Wednesday, 18 June 2008

Not so unwritten carrier rules

When operating in a public order environment or even just on normal boring-as-sin aid for protestors outside Parliament, arms fairs or Embassies, there are lots of different rules, regulations and SOP's (standard operating procedures) that we have to consider. For use of force authorities we have common Law giving normal 'any person' powers to use force to prevent injury, save life and limb and for self defence. Under The Police and criminal evidence Act '84 we've got Section 117 and under the Criminal Law Act '67 Section 3, both sections give us specific authority as a constable to use as much force as is reasonable in the circumstances to effect arrest, defend others/ourselves etc.

If we have to search people we've got powers of search under Section 1 of PACE (with reasonable suspicion) Section 23 of the misuse of drugs act (for drugs, funnily enough) Section 60 of PACE (search anyone in a given area without suspicion under authority) as well as Section 44/43 of the prevention of terrorism act, again for searching anyone in a given area under authority.

In addition to these basic tools in the box there are authorities for cordons and containment, SOP's for use of different levels of expertise and deployments of reserve units or specialists like dog units or mounted branch. When we undertake public order training we go through the various authorities and SOP's, as well as when we go to officer safety training so they are well and truly drilled in. This is mainly so we can justify actions in statements and can answer questions if we ever find ourselves in the box gripping the rail, but also in case anyone (usually with a hidden camcorder) actually asks us under which authority we're operating under by restricting their liberties.

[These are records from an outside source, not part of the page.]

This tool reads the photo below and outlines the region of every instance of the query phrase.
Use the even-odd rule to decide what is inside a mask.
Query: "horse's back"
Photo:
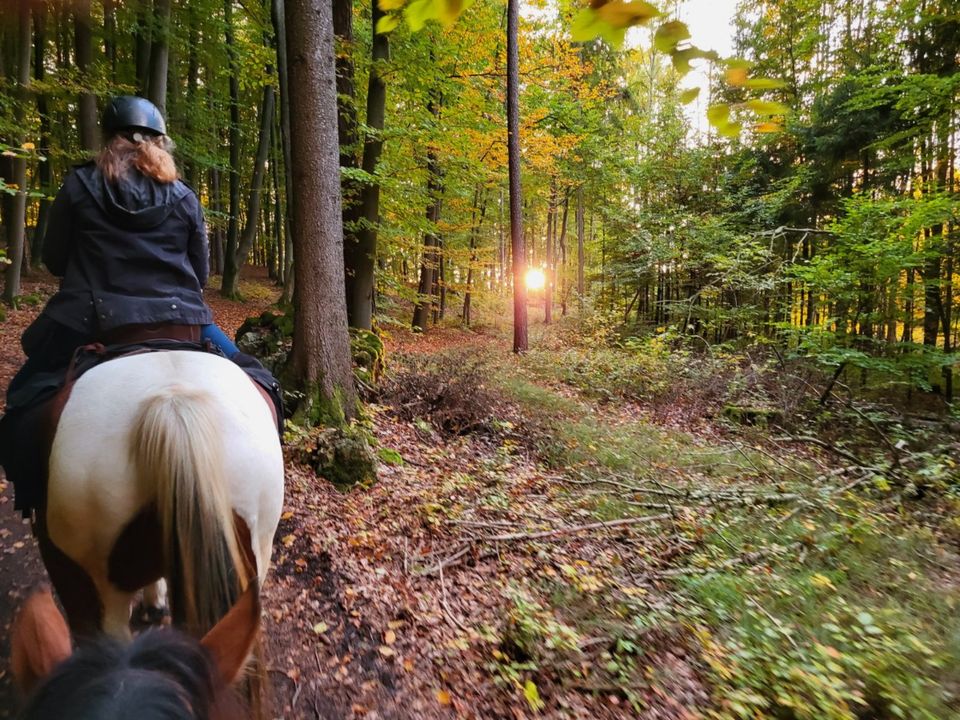
[[[283,501],[272,413],[234,363],[186,351],[118,358],[77,381],[54,437],[47,499],[51,539],[77,562],[102,562],[120,531],[155,500],[155,489],[138,478],[134,426],[148,400],[181,390],[210,401],[230,501],[254,535],[264,572]]]

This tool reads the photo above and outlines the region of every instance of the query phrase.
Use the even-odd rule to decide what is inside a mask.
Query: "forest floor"
[[[275,296],[242,292],[210,298],[227,332]],[[37,310],[0,323],[4,384]],[[274,715],[960,717],[949,452],[887,467],[818,446],[768,427],[775,402],[728,412],[756,367],[590,332],[535,324],[517,358],[496,323],[386,323],[369,488],[317,478],[292,429],[264,591]],[[0,504],[6,642],[43,570],[9,489]]]

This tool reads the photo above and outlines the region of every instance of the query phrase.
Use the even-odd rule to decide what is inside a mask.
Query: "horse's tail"
[[[215,410],[210,393],[173,386],[144,400],[132,437],[137,476],[156,488],[171,611],[198,635],[247,583]]]

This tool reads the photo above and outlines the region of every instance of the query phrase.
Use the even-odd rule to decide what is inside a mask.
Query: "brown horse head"
[[[71,653],[49,590],[31,596],[14,622],[12,667],[29,699],[24,720],[225,720],[245,716],[230,685],[242,674],[260,624],[256,583],[197,641],[171,629],[131,644],[98,638]]]

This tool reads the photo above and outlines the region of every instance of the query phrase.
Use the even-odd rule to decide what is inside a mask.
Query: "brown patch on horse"
[[[70,657],[70,631],[49,588],[37,591],[23,604],[13,622],[10,649],[13,676],[24,696]]]
[[[46,508],[39,514],[43,518]],[[103,626],[103,602],[96,585],[77,562],[58,548],[47,533],[46,522],[38,519],[33,526],[40,557],[47,574],[60,596],[67,621],[74,635],[92,636]]]
[[[155,503],[128,522],[107,558],[107,579],[124,592],[136,592],[163,577],[163,537]]]

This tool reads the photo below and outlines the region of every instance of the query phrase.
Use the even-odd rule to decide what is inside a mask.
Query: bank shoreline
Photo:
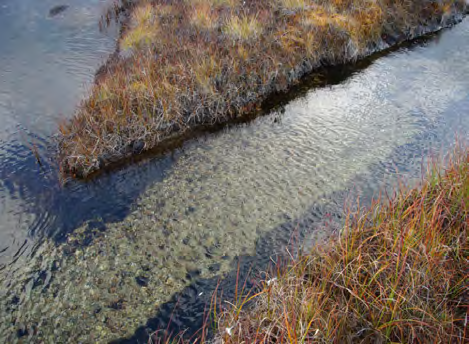
[[[287,2],[301,2],[303,7],[287,8]],[[468,9],[465,1],[419,1],[413,5],[416,13],[400,13],[402,18],[394,18],[393,23],[383,9],[397,16],[397,5],[386,8],[391,5],[385,2],[366,13],[354,10],[360,0],[348,1],[342,10],[293,2],[260,5],[253,1],[242,12],[235,0],[198,0],[192,5],[184,1],[165,5],[159,0],[126,3],[126,28],[121,30],[115,56],[99,73],[90,97],[74,118],[61,125],[61,171],[89,177],[143,152],[169,149],[202,128],[252,117],[263,103],[314,71],[352,63],[453,26]],[[201,19],[207,16],[216,19]],[[270,33],[272,21],[279,18],[280,29]],[[378,19],[383,22],[373,22]],[[298,30],[285,38],[292,28]],[[302,36],[313,31],[306,42]],[[266,43],[259,32],[286,41]],[[169,42],[176,38],[187,47]],[[200,51],[193,52],[194,44]],[[275,62],[255,56],[256,47]],[[308,53],[312,47],[323,50]]]
[[[240,280],[234,299],[214,293],[194,338],[150,340],[467,343],[468,190],[469,149],[456,145],[421,185],[349,212],[338,235],[273,263],[251,289]]]

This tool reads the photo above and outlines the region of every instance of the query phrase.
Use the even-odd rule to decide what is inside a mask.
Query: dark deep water
[[[197,326],[220,277],[210,269],[225,264],[205,252],[206,242],[215,240],[217,249],[232,253],[219,269],[228,276],[222,284],[229,291],[239,257],[243,272],[265,267],[295,231],[308,240],[308,229],[326,214],[340,222],[351,192],[369,198],[397,178],[415,181],[423,156],[448,152],[456,135],[468,137],[466,19],[355,66],[315,75],[257,119],[90,182],[61,186],[52,135],[86,95],[115,42],[112,29],[98,30],[102,1],[69,1],[69,8],[50,17],[56,5],[0,1],[0,273],[11,276],[12,262],[21,257],[27,265],[45,238],[60,242],[85,222],[104,232],[112,224],[117,233],[120,223],[131,221],[155,232],[151,239],[162,246],[156,255],[165,257],[168,274],[187,282],[170,288],[172,297],[144,317],[153,319],[152,329],[166,324],[176,303],[173,325]],[[181,237],[159,236],[168,221]],[[86,244],[92,248],[92,239]],[[206,276],[190,265],[199,248],[210,270]],[[148,328],[130,330],[135,342]]]

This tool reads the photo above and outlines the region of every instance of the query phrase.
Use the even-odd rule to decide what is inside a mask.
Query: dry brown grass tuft
[[[253,111],[321,64],[353,61],[452,22],[464,0],[136,0],[120,60],[60,127],[78,176],[197,125]],[[116,12],[119,12],[116,10]],[[139,151],[139,150],[138,150]]]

More important than all of these however, are the host of unwritten rules which exist to make the duty pass considerably easier and to make sure everyone knows where they stand. A lot of these unwritten rules are cast as that evil 'canteen culture' malarkey and are incredibly discouraged, even if accepted as the norm and somewhat essential. In a situation where you have extreme boredom for long periods of time and have 7 people in a carrier, you need some kind of ground rules otherwise you'll end up pissing some or all of the others off and it just makes an unpleasant or boring duty even worse. The chances are you'll be working with them again and that doesn't help. The other aspect to consider is that because in a public order incident you operate as part of a close team, the sooner you have good camaraderie then the more likely everyone will be to trust you if it does go pear shaped. The unwritten rules apply to everyone regardless of age, rank or gender.

A while ago I was severely bored and immobile so I wrote some of them down (mainly after one of the guys on our team pissed a few people off on aid) if you have any of your own then feel free to send them!

*If you're the carrier virgin then you buy the doughnuts or an appropriate substitute - we did, so should you, its just rude if you don't. Healthy alternatives do not count.

*The carrier virgin (or team member with least service) must bring a quantity of extra long elastic bands, easily available from the station office. Being in a field in the middle of no where is boring, these will come in handy.

*The Operator is responsible for spare airwave/radio batteries, assembling reasonably new newspapers from around the nick, ensuring there are at least 2 decent maps on board, bringing an appropriate bag of sweets for the driver, sorting out a bin bag and making sure the last team didn't leave any skanky food on the shelves. Not nice when you put a hat up there to find a week old Met-issue Tuna Wrap stuck to it.

*The jump seat (next to the side door) MUST be offered first to either the Sgt or the Inspector, then it should go out in height order.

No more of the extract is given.